Carrefour: che tristezza!!!
Apprendo – con indignazione all’ennesima potenza – dal blog di Luca della incredibile situazione che Barbara e il suo piccolo figlio autistico hanno dovuto subire al Carrefour di Assago a causa di un paio di deficienti patentati che dovrebbero essere non solo licenziati dalla loro azienda, ma anche chiusi in una stanzetta senza finestre in un posto sperduto dell’ultima regione della terra!
Ho la fortuna di avere sei splendidi nipoti e so benissimo cosa può voler dire per uno di loro avere la fortuna di partecipare ad un evento con i personaggi di Cars… Fare una foto con il mitico Saetta Mc Queen!!! Wow!!!

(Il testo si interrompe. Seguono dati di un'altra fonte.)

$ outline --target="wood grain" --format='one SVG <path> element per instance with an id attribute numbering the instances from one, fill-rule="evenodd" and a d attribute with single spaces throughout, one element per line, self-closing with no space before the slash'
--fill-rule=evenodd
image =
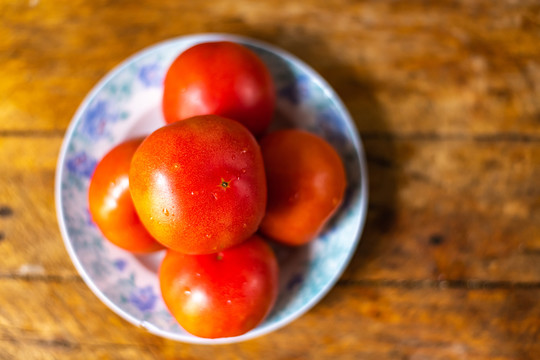
<path id="1" fill-rule="evenodd" d="M 0 137 L 0 276 L 74 276 L 60 237 L 54 171 L 60 137 Z"/>
<path id="2" fill-rule="evenodd" d="M 0 0 L 0 360 L 536 359 L 537 0 Z M 370 202 L 335 288 L 244 343 L 148 334 L 81 280 L 54 208 L 69 121 L 128 56 L 198 32 L 319 71 L 364 141 Z"/>
<path id="3" fill-rule="evenodd" d="M 3 1 L 0 93 L 9 96 L 0 98 L 0 130 L 64 130 L 91 87 L 128 56 L 174 36 L 231 32 L 281 46 L 320 71 L 363 133 L 538 140 L 537 5 Z"/>
<path id="4" fill-rule="evenodd" d="M 285 328 L 209 347 L 135 328 L 81 281 L 0 279 L 0 302 L 6 304 L 0 345 L 15 358 L 38 351 L 51 359 L 83 359 L 93 352 L 120 359 L 137 353 L 142 359 L 534 359 L 540 351 L 538 296 L 538 288 L 338 285 Z M 24 309 L 9 301 L 22 297 L 28 299 Z"/>
<path id="5" fill-rule="evenodd" d="M 345 278 L 540 280 L 540 144 L 365 144 L 368 221 Z"/>

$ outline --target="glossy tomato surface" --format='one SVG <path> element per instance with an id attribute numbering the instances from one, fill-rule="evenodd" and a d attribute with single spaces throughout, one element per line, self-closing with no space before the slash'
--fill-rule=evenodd
<path id="1" fill-rule="evenodd" d="M 159 280 L 165 304 L 186 331 L 231 337 L 268 315 L 278 292 L 278 264 L 270 246 L 255 235 L 217 254 L 169 250 Z"/>
<path id="2" fill-rule="evenodd" d="M 169 67 L 163 84 L 168 123 L 215 114 L 237 120 L 262 134 L 274 114 L 272 77 L 248 48 L 226 41 L 195 45 Z"/>
<path id="3" fill-rule="evenodd" d="M 266 207 L 264 165 L 239 122 L 196 116 L 150 134 L 133 157 L 137 212 L 163 245 L 188 254 L 236 245 L 258 228 Z"/>
<path id="4" fill-rule="evenodd" d="M 88 199 L 93 221 L 105 238 L 135 253 L 160 250 L 144 228 L 129 192 L 129 167 L 142 138 L 114 147 L 98 163 L 90 181 Z"/>
<path id="5" fill-rule="evenodd" d="M 313 240 L 343 200 L 343 163 L 324 139 L 281 130 L 261 142 L 268 206 L 261 232 L 288 245 Z"/>

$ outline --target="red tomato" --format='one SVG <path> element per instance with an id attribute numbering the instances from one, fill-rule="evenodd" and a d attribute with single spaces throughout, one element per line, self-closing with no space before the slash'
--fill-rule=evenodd
<path id="1" fill-rule="evenodd" d="M 136 253 L 163 249 L 142 225 L 129 193 L 129 166 L 141 142 L 126 141 L 105 155 L 94 170 L 88 190 L 90 214 L 103 235 Z"/>
<path id="2" fill-rule="evenodd" d="M 281 130 L 261 140 L 268 206 L 261 232 L 288 245 L 314 239 L 343 200 L 345 169 L 322 138 Z"/>
<path id="3" fill-rule="evenodd" d="M 135 208 L 150 234 L 187 254 L 236 245 L 266 207 L 259 145 L 239 122 L 196 116 L 150 134 L 131 163 Z"/>
<path id="4" fill-rule="evenodd" d="M 278 264 L 254 235 L 211 255 L 169 250 L 159 271 L 165 304 L 189 333 L 205 338 L 242 335 L 269 313 L 278 293 Z"/>
<path id="5" fill-rule="evenodd" d="M 187 49 L 169 67 L 163 84 L 167 123 L 215 114 L 237 120 L 260 135 L 272 120 L 275 102 L 266 65 L 248 48 L 231 42 Z"/>

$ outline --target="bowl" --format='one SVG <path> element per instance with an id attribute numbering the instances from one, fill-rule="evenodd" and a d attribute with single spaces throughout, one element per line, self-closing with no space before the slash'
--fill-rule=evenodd
<path id="1" fill-rule="evenodd" d="M 297 248 L 273 245 L 279 296 L 264 322 L 244 335 L 203 339 L 184 331 L 161 299 L 163 252 L 134 255 L 109 243 L 93 224 L 88 185 L 98 161 L 115 145 L 165 124 L 164 74 L 183 50 L 232 41 L 255 51 L 276 85 L 273 129 L 301 128 L 330 142 L 347 173 L 345 199 L 320 236 Z M 128 58 L 87 95 L 66 132 L 56 169 L 55 201 L 62 237 L 80 276 L 112 311 L 150 333 L 186 343 L 223 344 L 276 330 L 312 308 L 336 283 L 355 252 L 367 211 L 367 172 L 354 123 L 334 90 L 308 65 L 266 43 L 228 34 L 198 34 L 158 43 Z"/>

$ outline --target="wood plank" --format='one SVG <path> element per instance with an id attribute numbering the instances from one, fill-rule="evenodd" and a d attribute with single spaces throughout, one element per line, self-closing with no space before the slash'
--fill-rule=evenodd
<path id="1" fill-rule="evenodd" d="M 345 279 L 540 278 L 540 146 L 368 140 L 370 206 Z"/>
<path id="2" fill-rule="evenodd" d="M 340 285 L 274 333 L 196 346 L 126 323 L 80 281 L 0 279 L 0 346 L 15 358 L 44 359 L 84 358 L 92 351 L 115 358 L 140 351 L 143 359 L 534 359 L 539 296 L 539 288 Z"/>
<path id="3" fill-rule="evenodd" d="M 139 346 L 103 346 L 57 343 L 37 340 L 0 339 L 1 360 L 155 360 L 149 349 Z"/>
<path id="4" fill-rule="evenodd" d="M 60 137 L 0 138 L 0 274 L 76 276 L 54 211 Z M 344 281 L 540 282 L 540 147 L 366 141 L 370 207 Z"/>
<path id="5" fill-rule="evenodd" d="M 0 11 L 3 132 L 64 130 L 91 87 L 136 51 L 182 34 L 231 32 L 319 70 L 363 133 L 540 137 L 534 0 L 18 0 L 0 2 Z"/>
<path id="6" fill-rule="evenodd" d="M 103 346 L 134 346 L 147 338 L 143 330 L 109 310 L 78 278 L 1 278 L 0 288 L 1 340 L 70 348 L 87 339 Z"/>
<path id="7" fill-rule="evenodd" d="M 60 137 L 0 137 L 0 274 L 74 276 L 54 206 Z"/>

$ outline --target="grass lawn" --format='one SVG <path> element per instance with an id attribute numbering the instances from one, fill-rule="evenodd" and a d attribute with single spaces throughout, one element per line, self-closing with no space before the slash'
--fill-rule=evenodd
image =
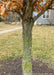
<path id="1" fill-rule="evenodd" d="M 6 30 L 6 29 L 16 28 L 20 26 L 21 25 L 10 25 L 10 24 L 5 24 L 3 22 L 0 22 L 0 30 Z"/>
<path id="2" fill-rule="evenodd" d="M 53 64 L 54 68 L 54 26 L 34 26 L 32 56 L 34 60 Z M 22 56 L 22 30 L 0 36 L 0 60 Z"/>

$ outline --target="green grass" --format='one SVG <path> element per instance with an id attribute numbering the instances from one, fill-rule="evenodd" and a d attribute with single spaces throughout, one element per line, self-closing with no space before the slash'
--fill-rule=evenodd
<path id="1" fill-rule="evenodd" d="M 7 60 L 22 55 L 22 30 L 0 36 L 0 59 Z"/>
<path id="2" fill-rule="evenodd" d="M 0 65 L 0 67 L 2 67 L 2 65 Z"/>
<path id="3" fill-rule="evenodd" d="M 33 56 L 54 59 L 54 27 L 39 26 L 33 30 Z M 54 60 L 53 60 L 54 61 Z"/>
<path id="4" fill-rule="evenodd" d="M 20 27 L 21 25 L 11 25 L 11 24 L 5 24 L 3 22 L 0 22 L 0 30 L 6 30 L 11 28 Z"/>
<path id="5" fill-rule="evenodd" d="M 54 65 L 54 26 L 34 26 L 32 34 L 33 59 Z M 22 52 L 22 30 L 0 36 L 0 60 L 20 57 Z"/>

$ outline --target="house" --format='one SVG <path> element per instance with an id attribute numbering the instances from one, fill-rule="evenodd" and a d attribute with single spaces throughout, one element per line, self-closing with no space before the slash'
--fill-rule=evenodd
<path id="1" fill-rule="evenodd" d="M 54 10 L 49 10 L 49 12 L 45 12 L 42 16 L 40 16 L 35 24 L 54 24 Z"/>

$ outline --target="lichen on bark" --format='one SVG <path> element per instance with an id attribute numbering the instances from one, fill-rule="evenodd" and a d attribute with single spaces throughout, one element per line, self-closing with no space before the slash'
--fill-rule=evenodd
<path id="1" fill-rule="evenodd" d="M 32 24 L 23 26 L 23 75 L 32 75 Z"/>

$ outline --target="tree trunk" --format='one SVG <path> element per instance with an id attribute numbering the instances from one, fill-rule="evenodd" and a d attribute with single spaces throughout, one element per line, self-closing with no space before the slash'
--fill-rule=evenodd
<path id="1" fill-rule="evenodd" d="M 32 75 L 32 24 L 23 23 L 23 75 Z"/>

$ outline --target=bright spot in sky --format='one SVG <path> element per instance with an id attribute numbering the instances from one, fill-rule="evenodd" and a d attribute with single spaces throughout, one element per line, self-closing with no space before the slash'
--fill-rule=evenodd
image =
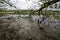
<path id="1" fill-rule="evenodd" d="M 11 0 L 11 3 L 17 7 L 17 9 L 39 9 L 39 0 Z"/>

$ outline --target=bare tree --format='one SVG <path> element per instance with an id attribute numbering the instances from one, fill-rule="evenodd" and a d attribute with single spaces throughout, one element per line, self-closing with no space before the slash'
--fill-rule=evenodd
<path id="1" fill-rule="evenodd" d="M 39 11 L 39 15 L 40 15 L 40 11 L 46 7 L 48 7 L 49 5 L 52 5 L 56 2 L 59 2 L 60 0 L 52 0 L 52 1 L 49 1 L 49 2 L 46 2 L 43 4 L 43 6 L 38 10 Z"/>
<path id="2" fill-rule="evenodd" d="M 0 0 L 0 3 L 5 2 L 5 3 L 7 3 L 8 5 L 10 5 L 11 7 L 14 7 L 14 8 L 17 9 L 17 7 L 16 7 L 14 4 L 9 3 L 9 1 L 10 1 L 10 0 Z M 27 1 L 30 1 L 30 0 L 27 0 Z M 38 10 L 38 11 L 39 11 L 39 14 L 38 14 L 38 15 L 40 15 L 40 11 L 41 11 L 42 9 L 44 9 L 44 8 L 48 7 L 49 5 L 52 5 L 52 4 L 60 1 L 60 0 L 41 0 L 41 1 L 43 2 L 43 4 L 42 4 L 42 7 Z M 39 4 L 39 3 L 38 3 L 38 4 Z"/>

Bene… era semplicemente questo che chiedeva il piccolo figlio di Barbara… una foto… niente di più… E invece ha dovuto subire insulti ed umiliazioni da un vecchio fotografo, da un giovane pivello stampa-fotografie, e da una tristissima pseudo-hostess che ha messo la classica ciliegina sulla torta uscendosene con la frase: “Ma se non è normale non lo deve portare in mezzo alla gente”.
DA DENUNCIA!!!
Tutta la mia solidarietà a Barbara e a suo figlio… So che serve a poco ma stamattina leggendo il suo post ho condiviso con lei un po’ di lacrime di tristezza per una situazione assurda…
Raccolgo l’invito di Pandemia a scrivere sul blog e ad inviare una mail a servizioclienti@carrefour.com e vi invito a fare lo stesso.
Spero che l’azienda prenda velocemente provvedimenti (forse quelli non erano tutti dipendenti, ma questo c’entra poco!) e li comunichi pubblicamente sotto forma di scuse ufficiali a Barbara e a suo figlio!